Shipping goods around the globe is complex, costly, and mission-critical for multinational companies. Losing just an hour in transport can increase costs by nearly $80,000, and often critical delays happen in the port, when ships are literally navigating the last mile.

The Port of Rotterdam traditionally relied on radio and radar communication between captains, pilots, terminal operators, tugboats, and others to inform key decisions on port operations.
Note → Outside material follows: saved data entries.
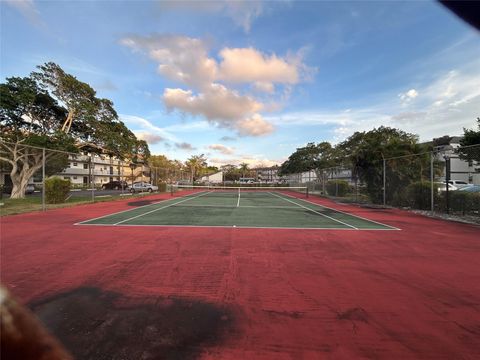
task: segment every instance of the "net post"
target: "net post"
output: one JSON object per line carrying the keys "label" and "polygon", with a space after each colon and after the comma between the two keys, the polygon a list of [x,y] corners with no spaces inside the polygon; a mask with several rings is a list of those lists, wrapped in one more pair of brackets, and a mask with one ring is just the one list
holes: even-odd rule
{"label": "net post", "polygon": [[173,196],[173,187],[174,187],[174,185],[170,184],[170,196]]}
{"label": "net post", "polygon": [[308,199],[308,186],[305,188],[305,197]]}

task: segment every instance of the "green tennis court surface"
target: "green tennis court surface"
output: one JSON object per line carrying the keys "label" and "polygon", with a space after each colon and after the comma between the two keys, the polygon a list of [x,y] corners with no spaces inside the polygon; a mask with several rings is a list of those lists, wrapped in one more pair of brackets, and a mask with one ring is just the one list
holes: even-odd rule
{"label": "green tennis court surface", "polygon": [[291,191],[205,189],[78,225],[398,230],[301,197]]}

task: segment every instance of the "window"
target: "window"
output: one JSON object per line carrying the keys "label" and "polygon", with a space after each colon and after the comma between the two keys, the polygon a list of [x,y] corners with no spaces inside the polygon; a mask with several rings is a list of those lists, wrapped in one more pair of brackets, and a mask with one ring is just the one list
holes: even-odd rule
{"label": "window", "polygon": [[63,180],[68,180],[68,179],[70,179],[68,176],[63,177]]}
{"label": "window", "polygon": [[88,169],[88,164],[86,164],[86,163],[83,164],[83,168],[84,168],[84,169]]}
{"label": "window", "polygon": [[72,166],[72,164],[70,164],[70,163],[67,164],[67,168],[69,168],[69,167],[71,167],[71,166]]}
{"label": "window", "polygon": [[73,166],[77,166],[78,164],[76,162],[73,163]]}
{"label": "window", "polygon": [[74,177],[73,177],[73,180],[77,180],[77,177],[76,177],[76,176],[74,176]]}

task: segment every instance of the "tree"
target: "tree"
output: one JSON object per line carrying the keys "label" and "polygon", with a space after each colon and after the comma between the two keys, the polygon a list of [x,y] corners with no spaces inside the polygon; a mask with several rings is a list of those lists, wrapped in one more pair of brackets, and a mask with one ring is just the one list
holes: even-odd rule
{"label": "tree", "polygon": [[[147,143],[118,119],[110,100],[96,98],[88,84],[56,64],[39,68],[41,72],[29,77],[11,77],[0,84],[0,160],[10,169],[12,198],[24,197],[28,180],[42,167],[41,150],[27,145],[77,152],[91,144],[94,152],[146,161]],[[51,166],[55,156],[56,165]],[[66,166],[65,155],[59,153],[47,151],[46,160],[57,172]]]}
{"label": "tree", "polygon": [[239,167],[240,167],[240,172],[242,173],[242,178],[245,178],[245,175],[248,174],[248,172],[250,171],[250,169],[248,168],[248,164],[241,163]]}
{"label": "tree", "polygon": [[[304,171],[325,169],[334,166],[335,149],[329,142],[308,143],[297,148],[280,167],[280,174],[295,174]],[[318,173],[317,173],[318,174]]]}
{"label": "tree", "polygon": [[37,66],[39,71],[32,72],[32,78],[44,88],[51,91],[53,96],[67,109],[67,116],[61,130],[69,133],[74,119],[81,119],[86,123],[101,106],[95,97],[95,90],[73,75],[65,73],[63,69],[48,62]]}
{"label": "tree", "polygon": [[[0,84],[0,161],[10,172],[12,198],[24,197],[28,180],[42,167],[40,147],[76,151],[74,139],[58,131],[64,115],[65,110],[31,78],[12,77]],[[45,158],[49,172],[66,165],[59,152],[46,152]]]}
{"label": "tree", "polygon": [[[389,127],[379,127],[368,132],[355,132],[338,144],[337,152],[345,159],[352,177],[366,185],[372,201],[383,200],[383,159],[388,161],[387,202],[402,196],[405,187],[414,180],[428,176],[429,154],[427,147],[418,143],[418,137]],[[422,154],[408,156],[413,154]]]}
{"label": "tree", "polygon": [[191,171],[192,182],[195,182],[201,176],[202,170],[207,166],[207,158],[204,154],[192,155],[187,159],[185,165]]}
{"label": "tree", "polygon": [[225,181],[238,181],[240,179],[240,170],[232,164],[222,165],[223,179]]}
{"label": "tree", "polygon": [[459,156],[461,159],[467,161],[480,162],[480,117],[477,118],[477,130],[463,129],[463,138],[460,140],[462,148],[459,149]]}

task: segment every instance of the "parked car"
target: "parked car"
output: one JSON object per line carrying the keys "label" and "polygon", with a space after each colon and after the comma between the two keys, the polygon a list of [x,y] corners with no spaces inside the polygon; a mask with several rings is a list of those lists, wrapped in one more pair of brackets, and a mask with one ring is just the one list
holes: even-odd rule
{"label": "parked car", "polygon": [[[448,183],[450,185],[456,186],[458,189],[461,189],[463,187],[469,186],[471,184],[467,183],[466,181],[463,180],[449,180]],[[450,188],[448,188],[450,190]]]}
{"label": "parked car", "polygon": [[120,190],[128,189],[128,184],[126,181],[110,181],[102,185],[103,190]]}
{"label": "parked car", "polygon": [[147,182],[139,181],[136,183],[133,183],[132,187],[130,188],[130,191],[132,193],[135,192],[153,192],[153,191],[158,191],[158,186],[152,185]]}
{"label": "parked car", "polygon": [[[437,183],[437,186],[438,186],[438,192],[447,191],[447,184],[445,182]],[[458,187],[452,184],[448,184],[448,191],[455,191],[455,190],[458,190]]]}
{"label": "parked car", "polygon": [[[4,194],[11,194],[13,186],[11,184],[1,185],[1,188]],[[33,186],[33,184],[28,184],[27,187],[25,188],[25,194],[33,194],[34,191],[35,191],[35,186]]]}
{"label": "parked car", "polygon": [[458,189],[458,191],[465,191],[465,192],[470,192],[470,193],[480,193],[480,185],[469,184],[468,186],[464,186],[463,188]]}

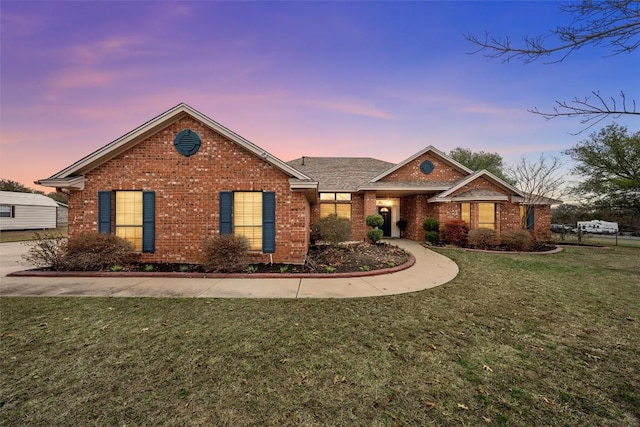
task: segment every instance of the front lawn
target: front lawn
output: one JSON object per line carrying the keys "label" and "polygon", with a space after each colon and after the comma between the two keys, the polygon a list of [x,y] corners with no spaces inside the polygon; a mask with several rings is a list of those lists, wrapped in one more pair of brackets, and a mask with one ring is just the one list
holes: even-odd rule
{"label": "front lawn", "polygon": [[640,423],[640,249],[438,251],[382,298],[2,298],[0,424]]}

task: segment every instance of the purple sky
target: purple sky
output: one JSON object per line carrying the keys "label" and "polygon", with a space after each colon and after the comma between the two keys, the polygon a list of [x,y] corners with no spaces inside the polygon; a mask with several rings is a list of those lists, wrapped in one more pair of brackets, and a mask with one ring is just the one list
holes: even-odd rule
{"label": "purple sky", "polygon": [[285,161],[399,162],[428,145],[557,154],[591,131],[526,110],[631,94],[638,54],[503,64],[469,55],[463,35],[545,34],[569,23],[559,5],[2,1],[0,176],[38,188],[180,102]]}

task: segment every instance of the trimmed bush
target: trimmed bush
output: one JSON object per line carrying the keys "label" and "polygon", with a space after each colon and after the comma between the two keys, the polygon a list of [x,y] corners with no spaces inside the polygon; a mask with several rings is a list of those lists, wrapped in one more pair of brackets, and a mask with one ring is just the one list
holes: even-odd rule
{"label": "trimmed bush", "polygon": [[422,221],[424,231],[440,231],[440,221],[435,218],[427,218]]}
{"label": "trimmed bush", "polygon": [[460,219],[447,221],[442,229],[442,241],[452,245],[464,246],[467,244],[467,233],[469,233],[469,227],[467,227],[466,222]]}
{"label": "trimmed bush", "polygon": [[367,231],[367,237],[373,244],[378,243],[380,240],[382,240],[383,234],[384,232],[382,230],[378,230],[377,228]]}
{"label": "trimmed bush", "polygon": [[364,222],[369,227],[381,227],[384,224],[384,218],[380,214],[373,214],[373,215],[367,216]]}
{"label": "trimmed bush", "polygon": [[26,243],[30,248],[22,259],[37,267],[60,270],[67,238],[50,233],[34,233],[34,236],[34,241]]}
{"label": "trimmed bush", "polygon": [[340,243],[351,240],[351,221],[340,218],[336,214],[320,219],[318,233],[321,240],[329,243]]}
{"label": "trimmed bush", "polygon": [[440,232],[439,231],[425,231],[424,232],[424,240],[431,243],[432,245],[437,245],[440,243]]}
{"label": "trimmed bush", "polygon": [[489,249],[496,244],[496,231],[490,228],[476,228],[467,235],[467,244],[475,249]]}
{"label": "trimmed bush", "polygon": [[209,236],[202,242],[200,262],[208,273],[239,273],[249,267],[250,248],[244,236]]}
{"label": "trimmed bush", "polygon": [[61,268],[70,271],[109,270],[136,260],[131,242],[115,234],[82,233],[67,241]]}
{"label": "trimmed bush", "polygon": [[528,251],[533,245],[531,233],[527,230],[507,230],[500,236],[500,240],[511,251]]}

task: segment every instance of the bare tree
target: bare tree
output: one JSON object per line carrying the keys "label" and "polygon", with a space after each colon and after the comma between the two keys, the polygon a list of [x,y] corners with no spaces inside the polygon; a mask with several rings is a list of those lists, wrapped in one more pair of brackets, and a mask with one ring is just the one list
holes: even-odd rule
{"label": "bare tree", "polygon": [[[465,38],[478,46],[472,53],[482,52],[488,58],[502,58],[503,62],[517,59],[525,64],[541,57],[549,63],[564,61],[571,53],[584,47],[604,47],[613,56],[631,53],[640,46],[640,2],[637,0],[583,0],[560,6],[560,10],[573,15],[571,24],[551,30],[547,36],[525,37],[522,45],[513,45],[510,37],[493,37],[485,33],[484,39],[467,34]],[[590,96],[572,101],[556,101],[552,111],[538,108],[529,110],[545,119],[580,117],[586,129],[606,117],[640,115],[635,99],[627,99],[623,91],[619,96],[603,96],[592,91]]]}
{"label": "bare tree", "polygon": [[[526,228],[526,221],[531,209],[536,205],[552,205],[564,195],[568,194],[565,186],[566,174],[562,172],[563,163],[559,158],[541,154],[536,160],[526,157],[506,168],[507,176],[516,182],[515,186],[524,194],[523,205],[526,215],[523,217],[522,227]],[[534,217],[534,223],[538,221]],[[538,229],[536,224],[536,229]]]}

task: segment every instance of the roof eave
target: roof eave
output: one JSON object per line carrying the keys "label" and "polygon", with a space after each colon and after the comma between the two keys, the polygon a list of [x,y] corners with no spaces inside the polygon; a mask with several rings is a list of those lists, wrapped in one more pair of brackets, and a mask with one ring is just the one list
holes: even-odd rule
{"label": "roof eave", "polygon": [[433,152],[434,154],[436,154],[438,157],[440,157],[441,159],[443,159],[444,161],[450,163],[452,166],[454,166],[455,168],[459,169],[462,172],[468,173],[468,174],[472,174],[473,171],[471,169],[469,169],[468,167],[466,167],[465,165],[463,165],[462,163],[459,163],[457,161],[455,161],[454,159],[452,159],[451,157],[447,156],[446,154],[444,154],[442,151],[438,150],[437,148],[435,148],[433,145],[429,145],[428,147],[426,147],[423,150],[418,151],[417,153],[415,153],[414,155],[412,155],[411,157],[403,160],[402,162],[398,163],[397,165],[391,167],[390,169],[387,169],[386,171],[382,172],[381,174],[379,174],[378,176],[374,177],[371,179],[371,181],[369,182],[376,182],[382,178],[384,178],[385,176],[397,171],[398,169],[400,169],[401,167],[403,167],[404,165],[410,163],[411,161],[417,159],[418,157],[422,156],[423,154],[427,153],[427,152]]}
{"label": "roof eave", "polygon": [[209,117],[205,116],[204,114],[193,109],[192,107],[190,107],[185,103],[176,105],[175,107],[149,120],[148,122],[137,127],[136,129],[124,134],[123,136],[116,139],[115,141],[83,157],[82,159],[66,167],[60,172],[52,175],[50,178],[48,178],[48,180],[67,178],[72,175],[89,172],[90,170],[98,167],[99,165],[111,160],[115,156],[128,150],[130,147],[142,141],[144,138],[158,132],[161,129],[164,129],[170,126],[171,124],[175,123],[176,121],[180,120],[181,118],[187,115],[193,117],[196,120],[199,120],[200,122],[204,123],[211,129],[213,129],[214,131],[220,133],[221,135],[237,143],[238,145],[248,150],[249,152],[262,158],[267,163],[273,165],[274,167],[281,170],[282,172],[285,172],[286,174],[298,179],[310,180],[310,178],[304,173],[289,166],[288,164],[278,159],[274,155],[261,149],[257,145],[241,137],[235,132],[227,129],[226,127],[222,126],[220,123],[210,119]]}
{"label": "roof eave", "polygon": [[43,187],[66,188],[69,190],[84,190],[84,175],[67,178],[47,178],[35,182]]}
In 2018, however, it deployed a centralized dashboard application that collects real-time water, weather, sensor, and communications data and processes it through an IoT platform to provide detailed, continuously updated information.
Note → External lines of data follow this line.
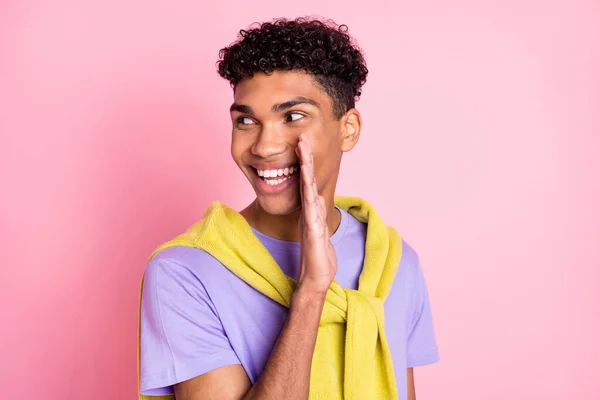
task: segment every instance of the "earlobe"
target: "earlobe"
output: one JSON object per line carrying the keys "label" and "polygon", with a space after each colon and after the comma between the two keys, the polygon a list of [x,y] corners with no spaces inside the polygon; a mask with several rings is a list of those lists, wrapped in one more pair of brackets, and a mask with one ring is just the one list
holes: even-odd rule
{"label": "earlobe", "polygon": [[357,109],[348,110],[342,117],[342,152],[350,151],[356,146],[360,137],[362,119]]}

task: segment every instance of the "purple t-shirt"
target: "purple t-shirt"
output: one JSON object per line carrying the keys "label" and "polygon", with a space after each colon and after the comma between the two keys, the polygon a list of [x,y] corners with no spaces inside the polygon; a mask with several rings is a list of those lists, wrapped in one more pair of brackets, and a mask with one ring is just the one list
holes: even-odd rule
{"label": "purple t-shirt", "polygon": [[[367,226],[340,212],[340,226],[331,237],[338,258],[335,279],[356,289]],[[300,244],[254,233],[283,272],[297,279]],[[423,270],[406,242],[384,309],[399,399],[404,400],[406,368],[438,360]],[[241,364],[254,384],[287,312],[202,250],[181,246],[158,252],[146,266],[142,293],[141,393],[170,394],[175,383],[232,364]]]}

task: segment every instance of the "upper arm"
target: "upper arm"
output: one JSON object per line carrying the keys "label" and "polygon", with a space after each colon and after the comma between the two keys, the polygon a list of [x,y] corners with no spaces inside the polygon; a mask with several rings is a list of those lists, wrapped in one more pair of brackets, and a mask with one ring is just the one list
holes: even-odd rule
{"label": "upper arm", "polygon": [[406,399],[417,399],[417,394],[415,393],[415,375],[412,368],[406,369]]}
{"label": "upper arm", "polygon": [[177,400],[239,400],[250,390],[241,365],[228,365],[175,385]]}
{"label": "upper arm", "polygon": [[[233,371],[234,381],[241,372],[245,374],[210,296],[185,265],[172,259],[151,260],[141,301],[142,394],[172,394],[175,385],[186,381],[189,383],[181,385],[182,389],[197,388],[198,384],[218,388],[223,373]],[[211,374],[227,366],[235,367]]]}

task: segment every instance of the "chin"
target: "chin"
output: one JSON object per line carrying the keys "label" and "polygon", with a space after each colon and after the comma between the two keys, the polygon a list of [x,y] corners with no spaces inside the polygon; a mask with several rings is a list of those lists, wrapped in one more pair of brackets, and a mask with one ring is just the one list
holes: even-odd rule
{"label": "chin", "polygon": [[287,196],[270,196],[259,195],[257,197],[260,207],[270,215],[289,215],[300,209],[300,199],[287,198]]}

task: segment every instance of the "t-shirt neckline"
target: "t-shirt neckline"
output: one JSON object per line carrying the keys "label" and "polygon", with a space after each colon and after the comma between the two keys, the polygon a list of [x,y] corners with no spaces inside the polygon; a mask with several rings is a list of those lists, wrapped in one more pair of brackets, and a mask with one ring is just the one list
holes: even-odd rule
{"label": "t-shirt neckline", "polygon": [[[337,245],[340,240],[346,234],[346,228],[348,227],[348,213],[338,206],[335,206],[336,209],[340,212],[340,224],[336,231],[331,235],[330,241],[334,246]],[[250,227],[252,232],[258,237],[258,239],[262,242],[262,244],[268,249],[277,249],[277,250],[285,250],[285,251],[300,251],[300,242],[290,242],[287,240],[275,239],[271,236],[267,236],[262,232],[259,232],[254,227]]]}

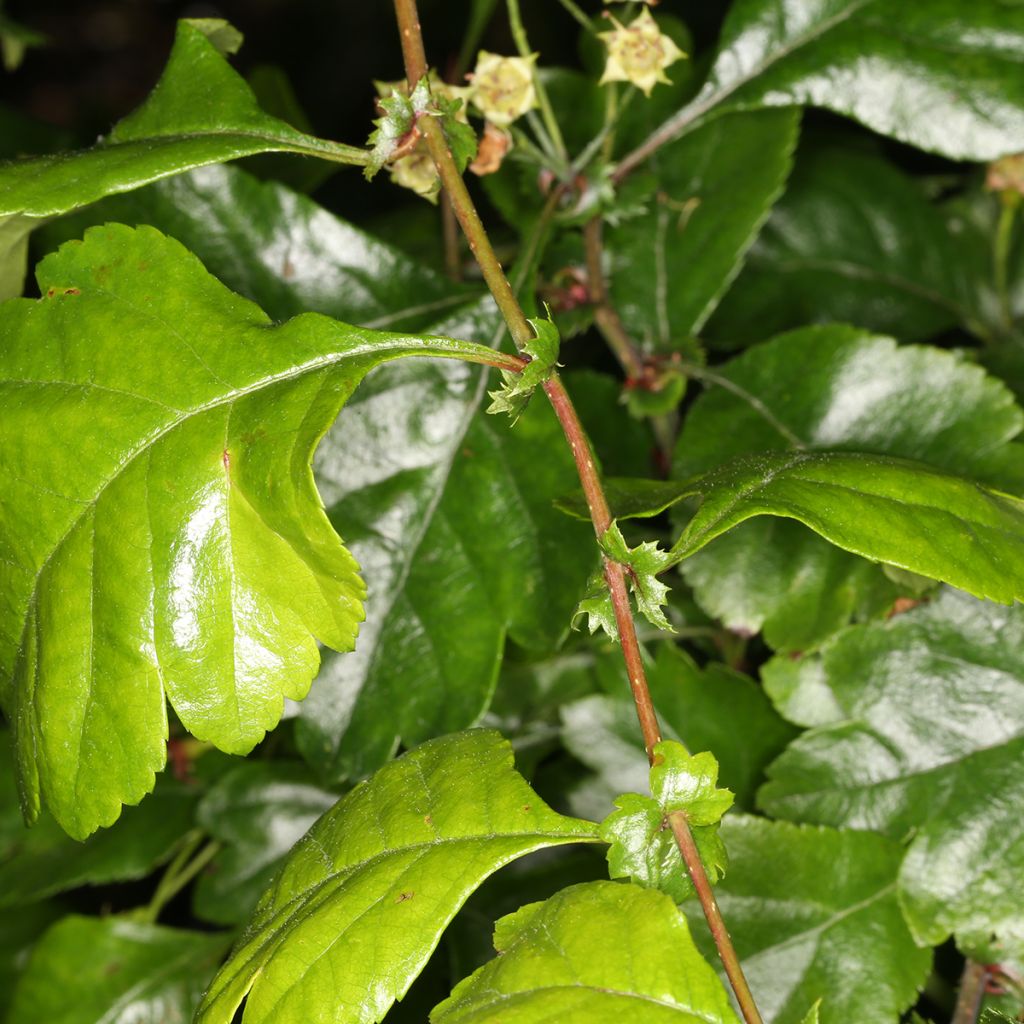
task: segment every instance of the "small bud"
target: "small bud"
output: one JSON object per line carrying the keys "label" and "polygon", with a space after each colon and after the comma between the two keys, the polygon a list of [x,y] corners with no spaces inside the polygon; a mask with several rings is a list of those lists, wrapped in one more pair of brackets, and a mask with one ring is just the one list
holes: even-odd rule
{"label": "small bud", "polygon": [[651,12],[645,7],[629,25],[620,24],[614,17],[611,21],[614,31],[598,33],[608,47],[600,84],[632,82],[645,96],[650,96],[658,82],[668,84],[665,68],[686,54],[662,33]]}
{"label": "small bud", "polygon": [[440,187],[437,168],[421,142],[407,156],[399,157],[390,167],[391,180],[402,188],[412,189],[418,196],[433,200]]}
{"label": "small bud", "polygon": [[537,54],[529,57],[502,57],[481,50],[476,69],[470,77],[473,106],[491,124],[505,128],[537,106],[533,87],[533,65]]}
{"label": "small bud", "polygon": [[985,188],[991,192],[1024,195],[1024,153],[1000,157],[988,165]]}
This information can shave precious and costly minutes off the wait times for the hundreds of thousands of ships that enter the port each year, saving businesses billions of dollars annually.
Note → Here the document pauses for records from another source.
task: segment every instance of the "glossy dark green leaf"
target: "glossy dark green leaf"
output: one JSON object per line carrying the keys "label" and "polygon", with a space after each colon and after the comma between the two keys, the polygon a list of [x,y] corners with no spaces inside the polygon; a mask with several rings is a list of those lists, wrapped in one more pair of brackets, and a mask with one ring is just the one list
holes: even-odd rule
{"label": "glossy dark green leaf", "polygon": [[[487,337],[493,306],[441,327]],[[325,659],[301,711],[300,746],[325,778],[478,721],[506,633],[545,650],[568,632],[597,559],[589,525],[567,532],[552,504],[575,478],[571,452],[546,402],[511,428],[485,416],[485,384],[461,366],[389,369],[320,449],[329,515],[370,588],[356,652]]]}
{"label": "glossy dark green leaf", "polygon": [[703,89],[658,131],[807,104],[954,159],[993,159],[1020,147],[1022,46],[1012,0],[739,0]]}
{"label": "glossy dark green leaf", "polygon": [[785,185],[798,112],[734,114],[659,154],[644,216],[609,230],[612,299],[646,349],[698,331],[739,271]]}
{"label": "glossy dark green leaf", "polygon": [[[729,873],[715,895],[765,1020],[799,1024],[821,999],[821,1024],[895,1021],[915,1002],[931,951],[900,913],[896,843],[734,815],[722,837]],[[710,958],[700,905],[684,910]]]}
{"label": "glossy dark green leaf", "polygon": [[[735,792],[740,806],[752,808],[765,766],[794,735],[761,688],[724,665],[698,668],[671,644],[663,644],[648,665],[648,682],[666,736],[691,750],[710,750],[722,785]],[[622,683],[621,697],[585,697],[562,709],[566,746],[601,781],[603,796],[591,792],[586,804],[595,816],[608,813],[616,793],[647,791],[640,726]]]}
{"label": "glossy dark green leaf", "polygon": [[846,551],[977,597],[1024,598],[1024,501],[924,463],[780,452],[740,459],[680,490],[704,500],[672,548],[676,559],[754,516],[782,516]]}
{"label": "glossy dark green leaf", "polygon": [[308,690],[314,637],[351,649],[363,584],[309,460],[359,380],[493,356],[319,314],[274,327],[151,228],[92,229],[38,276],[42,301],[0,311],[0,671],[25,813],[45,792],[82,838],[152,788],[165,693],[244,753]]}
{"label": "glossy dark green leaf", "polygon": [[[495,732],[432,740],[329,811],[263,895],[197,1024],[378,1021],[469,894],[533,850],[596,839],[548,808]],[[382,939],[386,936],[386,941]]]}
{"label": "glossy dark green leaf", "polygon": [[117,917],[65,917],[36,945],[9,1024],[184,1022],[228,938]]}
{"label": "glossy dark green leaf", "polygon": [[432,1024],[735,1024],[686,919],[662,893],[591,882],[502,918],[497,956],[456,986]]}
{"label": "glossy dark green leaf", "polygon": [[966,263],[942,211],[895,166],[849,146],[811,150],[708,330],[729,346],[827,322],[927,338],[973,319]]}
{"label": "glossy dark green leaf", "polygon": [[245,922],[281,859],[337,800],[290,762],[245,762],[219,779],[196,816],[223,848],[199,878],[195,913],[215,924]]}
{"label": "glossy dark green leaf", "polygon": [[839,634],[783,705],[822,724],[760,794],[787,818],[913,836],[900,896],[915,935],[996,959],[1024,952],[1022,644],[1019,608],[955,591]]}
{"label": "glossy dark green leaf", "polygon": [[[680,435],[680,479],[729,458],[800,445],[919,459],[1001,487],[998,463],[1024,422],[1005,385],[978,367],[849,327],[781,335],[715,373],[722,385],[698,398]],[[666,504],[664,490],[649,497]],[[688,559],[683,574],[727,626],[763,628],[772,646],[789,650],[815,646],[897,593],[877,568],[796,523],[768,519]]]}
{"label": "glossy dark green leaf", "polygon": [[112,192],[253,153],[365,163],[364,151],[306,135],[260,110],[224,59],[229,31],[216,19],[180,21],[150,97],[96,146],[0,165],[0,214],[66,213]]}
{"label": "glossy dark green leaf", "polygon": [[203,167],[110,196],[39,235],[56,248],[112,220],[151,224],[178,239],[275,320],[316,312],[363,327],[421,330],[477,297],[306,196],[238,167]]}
Artificial Enlightenment at Citi

At Citi we are building and working with new tools that leverage AE to address emerging technological and societal needs. These include:

  • Career Advancement: When you buy a home, you can compare properties, neighborhoods, and mortgage rates from a wide variety of sources. But what about job hunting? People searching for a way to advance professionally have traditionally had to navigate an opaque market largely on their own. As the working world evolves from linear careers to a patchwork of opportunities, Citi Ventures Studio has developed Worthi by Citi, a data-driven tool that hyper-personalizes the job-seeking experience for individuals, providing the right data and information people need to make smart decisions about how to advance based on their needs and preferences.
  • Place-Based Investing: Investors in economically distressed communities such as U.S. Opportunity Zones face a huge analytical challenge. How can they determine where their money will do the most good and deliver the greatest ROI? Citi Ventures Studio recently launched City BuilderSM by Citi, a free platform that integrates and analyzes information on Opportunity Zones in 50 U.S. cities to assess each community’s need for jobs, affordable housing, access to food, and other vital services. By providing greater access to precise, targeted information, City Builder is working to help investors, developers, municipalities, and community members collaborate and make more impactful investments where capital is needed most.
  • Machine-to-Machine Communication: Even cars are benefitting from new tools and data, which are helping them get smarter and think more like humans. Citi Ventures has invested in Car IQ, a startup that is developing a "digital vehicle fingerprint" based on sensor data, which allows cars to validate themselves and securely transact with service providers. This foundational technology can help cars play a more active role in their own maintenance, not only alerting drivers to when they need an oil change but scheduling and paying for the change themselves.

CONCLUSION

Opportunities to use computational tools not just to mimic human intelligence through AI, but to leverage it through AE, abound all over the world—across industries and disciplines, in the public and private sectors, and in organizations large and small. As the COVID-19 crisis illuminates the challenges of relying on aggregate data to drive individual changes in behavior, there may be no better time to start working toward a world of artificial enlightenment.